In 2022, the state added 5,000 clean energy jobs, representing a 6.5% growth from the previous year, according to a new report by the nonpartisan group E2.
Tennessee had a total of 82,000 clean energy jobs at the end of last year. Among these jobs, there were 50,000 in energy efficiency, 16,000 in electric vehicles, 8,000 in storage and grid, 6,500 in renewable energy and 1,200 in biofuels.
In the U.S., energy efficiency is the single-biggest employer across the energy sector, with more than 2 million jobs. This field includes the construction, manufacturing and installation of energy-efficient appliances, lighting, building materials and heat pumps.
There is significant potential for more jobs in the energy efficiency subsector of weatherizing homes and upgrading tech to reduce electricity use.
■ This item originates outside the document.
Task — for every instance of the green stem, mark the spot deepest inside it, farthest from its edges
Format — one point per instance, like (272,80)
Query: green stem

Cities like Nashville and Memphis are currently doing this work on a scale of about a hundred or so low-income homes per year through Home Uplift programs, while the need is in the hundreds of thousands. Any older home may need retrofits, however. One report found that nearly 1.9 million old, non-low-income homes in Tennessee likely needed efficiency upgrades that could reduce residential electricity consumption by 37%.
Electric vehicles, along with hydrogen and fuel cell vehicles, are becoming a larger piece of the clean energy workforce. Nationally, about 127,000 clean energy jobs were added last year — accounting for about 3% of all new jobs added in the U.S. — and about 50,000 of those jobs came from clean vehicle makers.
The Inflation Reduction Act is expected to boost this trend. The E2 report did not include the promised job creations from projects announced after the IRA passed last August.
In Tennessee, companies promised the creation of more than 5,600 jobs for 14 new projects announced during the first year of the IRA. That equates to more than a third of all jobs announced through major investments in Tennessee during that period.